As I note in the first entry in the marketing winter series, it’s difficult to parse the individual effects of each of these factors. But as I hint in the exerpt above, I believe that ATT’s impact on advertising performance has been substantial and potentially accounts for the preponderence of the commercial drag that ad platforms and advertisers alike are experiencing now. Although it reached a majority scale on iOS devices in Q3 2021, ATT’s effect has mostly been palpable since Q1 2022, given the seasonal lift in revenues that advertising-dependent businesses generally see each year in the fourth quarter, as well as the lag in depletion of usable data for targeting algorithms, which operate against historical data that didn’t evaporate with the introduction of ATT. This timeline coincides with the general deterioration of public tech stock prices, which, again, has been driven by more than just ATT.
But is it possible to determine how much of a role ATT played in this? Does a business exist that can isolate the impacts of broader economic weakness and the COVID overhang without negative exposure to ATT?
Spotify is perhaps the closest thing. Spotify is almost totally immune from the operational limitations of ATT because its own ads platform — which inserts audio ads into streaming sessions — targets contextually and doesn’t utilize the hub-and-spoke model of targeting that ATT disrupts. And notably, Spotify’s Sales and Marketing expense in Q2 2022 was just over 13% of revenue, meaning it isn’t wholly dependent on performance advertising for growth. And that growth in Q2 2022 was impressive: MAUs increased by 19% on a year-over-year basis while total revenue increased by 23%, with ad-supported revenue increasing by 31% (and 28% on a quarter-over-quarter basis).
But, curiously, while ad-supported MAUs increased by 22% on a year-over-year basis, they only increased by 2% on a quarter-over-quarter basis, versus 3% growth in premium subscription MAUs. In other words: Spotify’s premium subscription userbase grew faster from Q1 to Q2 than its ad-supported userbase while ad-supported revenue grew much faster than premium revenue from Q1 to Q2.

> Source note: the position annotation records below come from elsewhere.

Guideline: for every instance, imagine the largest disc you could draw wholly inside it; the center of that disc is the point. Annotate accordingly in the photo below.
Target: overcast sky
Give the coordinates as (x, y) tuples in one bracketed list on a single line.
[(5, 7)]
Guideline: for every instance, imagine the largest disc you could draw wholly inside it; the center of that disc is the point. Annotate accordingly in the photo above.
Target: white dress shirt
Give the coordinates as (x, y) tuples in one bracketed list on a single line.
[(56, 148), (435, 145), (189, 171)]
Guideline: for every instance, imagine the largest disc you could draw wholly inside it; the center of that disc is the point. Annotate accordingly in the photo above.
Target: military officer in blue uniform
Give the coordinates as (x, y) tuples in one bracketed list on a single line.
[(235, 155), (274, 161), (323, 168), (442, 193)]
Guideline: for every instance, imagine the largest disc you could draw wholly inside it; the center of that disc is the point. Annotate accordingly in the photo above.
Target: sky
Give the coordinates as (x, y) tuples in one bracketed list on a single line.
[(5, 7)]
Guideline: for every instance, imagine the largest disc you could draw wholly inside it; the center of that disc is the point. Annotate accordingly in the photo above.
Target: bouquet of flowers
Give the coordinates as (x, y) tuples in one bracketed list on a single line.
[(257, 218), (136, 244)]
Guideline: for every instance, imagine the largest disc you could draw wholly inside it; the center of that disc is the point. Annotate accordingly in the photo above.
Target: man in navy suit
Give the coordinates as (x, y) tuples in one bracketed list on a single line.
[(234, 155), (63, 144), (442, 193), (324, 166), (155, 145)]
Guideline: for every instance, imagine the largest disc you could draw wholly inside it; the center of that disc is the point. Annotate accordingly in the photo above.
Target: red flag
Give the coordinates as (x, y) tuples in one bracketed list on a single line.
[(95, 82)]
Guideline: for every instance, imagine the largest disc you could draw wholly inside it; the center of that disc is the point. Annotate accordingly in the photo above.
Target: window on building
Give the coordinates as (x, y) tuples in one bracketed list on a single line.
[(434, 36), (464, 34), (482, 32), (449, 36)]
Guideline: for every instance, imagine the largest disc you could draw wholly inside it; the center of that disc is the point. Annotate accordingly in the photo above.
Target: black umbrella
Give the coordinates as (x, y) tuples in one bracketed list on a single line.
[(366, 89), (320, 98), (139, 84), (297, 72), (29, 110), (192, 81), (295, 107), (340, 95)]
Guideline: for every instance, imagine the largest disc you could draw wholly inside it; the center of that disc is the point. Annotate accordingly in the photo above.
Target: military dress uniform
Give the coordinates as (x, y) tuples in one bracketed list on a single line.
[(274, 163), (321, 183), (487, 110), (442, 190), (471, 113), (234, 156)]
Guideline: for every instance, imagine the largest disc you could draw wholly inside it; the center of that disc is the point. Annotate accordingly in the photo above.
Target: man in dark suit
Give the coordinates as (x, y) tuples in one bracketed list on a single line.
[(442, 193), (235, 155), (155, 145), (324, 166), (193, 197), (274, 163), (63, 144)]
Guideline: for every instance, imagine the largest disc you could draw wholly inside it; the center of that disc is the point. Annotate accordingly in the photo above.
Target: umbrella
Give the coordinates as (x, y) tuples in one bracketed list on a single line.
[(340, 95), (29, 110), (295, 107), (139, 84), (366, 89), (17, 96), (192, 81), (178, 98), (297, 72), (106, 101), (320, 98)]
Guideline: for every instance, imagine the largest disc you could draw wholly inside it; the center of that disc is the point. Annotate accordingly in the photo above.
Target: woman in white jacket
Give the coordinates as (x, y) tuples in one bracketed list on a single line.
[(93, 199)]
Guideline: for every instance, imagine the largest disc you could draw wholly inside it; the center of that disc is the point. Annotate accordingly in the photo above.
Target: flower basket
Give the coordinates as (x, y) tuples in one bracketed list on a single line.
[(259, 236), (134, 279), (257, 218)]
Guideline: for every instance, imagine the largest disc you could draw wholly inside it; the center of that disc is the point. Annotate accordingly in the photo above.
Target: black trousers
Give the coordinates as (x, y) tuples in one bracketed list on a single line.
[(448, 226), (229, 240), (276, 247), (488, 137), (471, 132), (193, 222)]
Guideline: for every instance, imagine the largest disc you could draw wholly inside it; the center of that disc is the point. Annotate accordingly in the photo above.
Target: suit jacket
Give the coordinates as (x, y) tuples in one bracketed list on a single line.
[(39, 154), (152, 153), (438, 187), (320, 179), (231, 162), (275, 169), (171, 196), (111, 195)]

Users would be expected to churn from premium subscription products in reaction to a severe macroeconomic slowdown, yet that’s not evident in Spotify’s Q2 2022 results: Spotify’s premium subscription userbase grew faster in the quarter, from a much larger baseline, than its ad-supported userbase. So why did Spotify’s ad revenues grow so precipitously in the quarter? One explanation is that ad dollars fled from the platforms that utilized user-level behavioral targeting — and were thus most susceptible to the damages of ATT — to contextually-targeted ad platforms like Spotify.
If macroeconomic weakness was the primary driver of a slowdown in consumer tech, a reasonable expectation is that advertising and premium subscription revenues would decrease across the board in response to a pullback in consumer spend. One might also expect premium subscribers to churn in favor of ad-supported product tiers for the same reason. This is not what is exemplified by Spotify’s Q2 results, which prompted a 14% jump in the company’s stock price on revenue and subscriber beats.
A critical caveat is that Spotify is just one company, and what I’m presenting is just one data point that can’t be considered conclusively representative of a broad and diverse consumer technology market. That said, Spotify’s Q2 results provide support for the notion that ATT, rather than macroeconomic factors, plays the more significant role in the turmoil many ad platforms and advertising-dependent companies are currently experiencing. Spotify’s ad platform is a net beneficiary of ATT because it targets contextually, and its premium subscription product would be a net victim of macroeconomic weakness given the ease of downgrading to the ad-supported product tier. Given that Spotify saw unexpected growth in premium subscriptions while also growing ad revenue disproportionately to subscription revenue, its results suggest that, across the three factors contributing to the marketing winter identified above, ATT is the most poignant.